Many proposals to build a second generation of orbiters, externally compatible with the current system but internally new, refer to them as "OV-200" or "OV-2xx" in order to differentiate them from the "current generation", the OV-100s. This terminology is informal, and it is unlikely that any Shuttle-derived vehicle built will be given such designation.
- OV-099 - Space Shuttle Challenger, originally STA-099
- OV-101 - Space Shuttle Enterprise
- OV-102 - Space Shuttle Columbia
- OV-103 - Space Shuttle Discovery
- OV-104 - Space Shuttle Atlantis
- OV-105 - Space Shuttle Endeavour
Challenger was originally intended to be used as a Structural Test Article, rather than a flight-capable orbiter; as such, the numbering was changed when she was rebuilt. Enterprise, on the other hand, was intended to be rebuilt into a flight-capable orbiter; it was found to be cheaper to rebuild STA-099 than OV-101, so she remained unflown. The designations were not altered, despite these changes in plans.
Note that while Pathfinder is referred to as OV-098, she should not be confused with MPTA-098 - the Main Propulsion Test Article, a steel frame (looking nothing like an Orbiter) used to test the Space Shuttle Main Engines. Pathfinder was originally a "fit check" unit, a simple mockup resembling the production Orbiters in size, shape and weight, intended to be used to ensure that ground handling facilities would be sized to handle Orbiters. She was later rebuilt to resemble them cosmetically, and is currently on display with the external tank used during the propulsion tests (designated MPTA-ET). To further add to the confusion, it appears that Pathfinder was never formally numbered, and the OV-098 designation is both unofficial and retroactive. MPTA-098 was later rebuilt into the Shuttle-C mockup during the 1990s; it is currently in storage at the Stennis Space Center.

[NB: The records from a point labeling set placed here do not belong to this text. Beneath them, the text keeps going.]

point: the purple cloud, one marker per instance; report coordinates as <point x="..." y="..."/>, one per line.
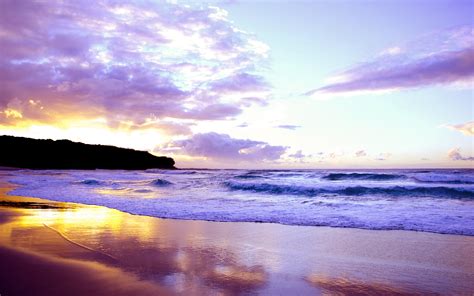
<point x="131" y="64"/>
<point x="222" y="146"/>
<point x="444" y="58"/>
<point x="465" y="128"/>
<point x="288" y="126"/>
<point x="455" y="154"/>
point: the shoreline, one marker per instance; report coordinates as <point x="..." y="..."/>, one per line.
<point x="194" y="256"/>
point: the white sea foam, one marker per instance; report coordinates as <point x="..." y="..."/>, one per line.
<point x="439" y="201"/>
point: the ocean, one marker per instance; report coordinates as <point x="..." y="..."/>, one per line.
<point x="440" y="201"/>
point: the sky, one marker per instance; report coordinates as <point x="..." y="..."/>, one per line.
<point x="246" y="84"/>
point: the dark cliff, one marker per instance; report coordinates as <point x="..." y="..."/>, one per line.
<point x="64" y="154"/>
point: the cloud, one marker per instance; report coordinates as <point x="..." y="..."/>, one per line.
<point x="288" y="126"/>
<point x="455" y="154"/>
<point x="465" y="128"/>
<point x="223" y="147"/>
<point x="383" y="156"/>
<point x="441" y="58"/>
<point x="130" y="64"/>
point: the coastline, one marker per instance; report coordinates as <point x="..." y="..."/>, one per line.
<point x="152" y="255"/>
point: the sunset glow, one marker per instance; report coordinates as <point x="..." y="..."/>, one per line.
<point x="248" y="84"/>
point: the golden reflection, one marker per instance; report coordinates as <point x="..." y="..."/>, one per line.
<point x="157" y="250"/>
<point x="344" y="286"/>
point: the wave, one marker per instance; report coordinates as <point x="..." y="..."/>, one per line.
<point x="160" y="183"/>
<point x="249" y="176"/>
<point x="393" y="191"/>
<point x="362" y="176"/>
<point x="447" y="179"/>
<point x="91" y="182"/>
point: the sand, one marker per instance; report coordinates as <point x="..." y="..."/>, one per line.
<point x="52" y="248"/>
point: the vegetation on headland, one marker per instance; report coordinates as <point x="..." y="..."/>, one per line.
<point x="64" y="154"/>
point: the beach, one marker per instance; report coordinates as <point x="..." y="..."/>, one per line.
<point x="54" y="248"/>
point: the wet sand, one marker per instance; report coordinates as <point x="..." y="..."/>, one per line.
<point x="53" y="248"/>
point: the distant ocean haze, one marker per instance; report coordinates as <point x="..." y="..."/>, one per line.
<point x="440" y="201"/>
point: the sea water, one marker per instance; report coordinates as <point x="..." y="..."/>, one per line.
<point x="440" y="201"/>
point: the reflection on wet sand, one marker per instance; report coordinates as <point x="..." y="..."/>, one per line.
<point x="344" y="286"/>
<point x="111" y="238"/>
<point x="76" y="247"/>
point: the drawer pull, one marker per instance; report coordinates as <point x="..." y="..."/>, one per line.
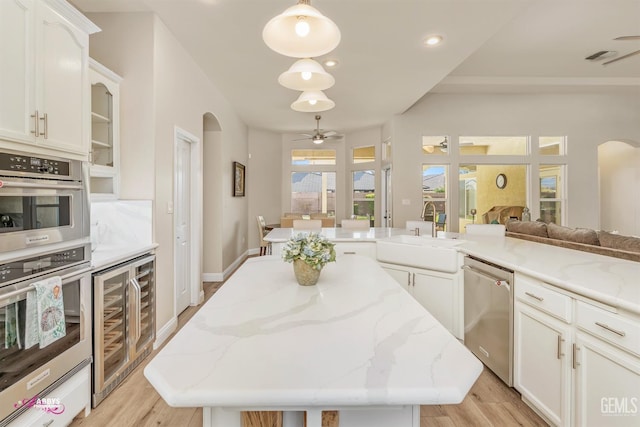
<point x="609" y="328"/>
<point x="560" y="341"/>
<point x="534" y="296"/>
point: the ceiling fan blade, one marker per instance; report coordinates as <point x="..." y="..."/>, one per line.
<point x="622" y="57"/>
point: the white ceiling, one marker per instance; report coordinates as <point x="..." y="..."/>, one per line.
<point x="489" y="45"/>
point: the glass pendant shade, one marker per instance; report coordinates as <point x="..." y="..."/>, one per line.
<point x="306" y="74"/>
<point x="312" y="101"/>
<point x="301" y="31"/>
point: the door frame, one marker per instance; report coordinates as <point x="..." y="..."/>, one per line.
<point x="195" y="217"/>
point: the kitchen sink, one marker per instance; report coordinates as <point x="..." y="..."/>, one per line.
<point x="420" y="251"/>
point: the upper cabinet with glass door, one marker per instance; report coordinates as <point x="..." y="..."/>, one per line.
<point x="105" y="129"/>
<point x="44" y="97"/>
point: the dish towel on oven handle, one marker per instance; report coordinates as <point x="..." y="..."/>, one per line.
<point x="45" y="321"/>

In keeping with this theme, other pieces of ground hardware used by the Space Shuttle program have been given OV-xxx designations; these include:
- OV-095 - a mockup in the Shuttle Avionics Integration Laboratory (SAIL) at Johnson Space Center.
- MPTA-098 - the Main Propulsion Test Article, as above
- OV-106 - an administrative name given to the set of structural components manufactured to replace those used in the construction of Endeavour; however, the contract for these was cancelled shortly afterwards, and they were never completed.
Additionally, three structural mockups have been given unofficial and honorary OV-xxx designations:
- OV-098 - Space Shuttle Pathfinder, a mockup in Huntsville, AL
- OV-100 - Space Shuttle Independence, formerly Explorer a mockup in Houston, TX
- OV-09?? - Space Shuttle Inspiration, a mockup owned by the city of Downey, CA and currently on display at the Astronaut Hall of Fame near Kennedy Space Center.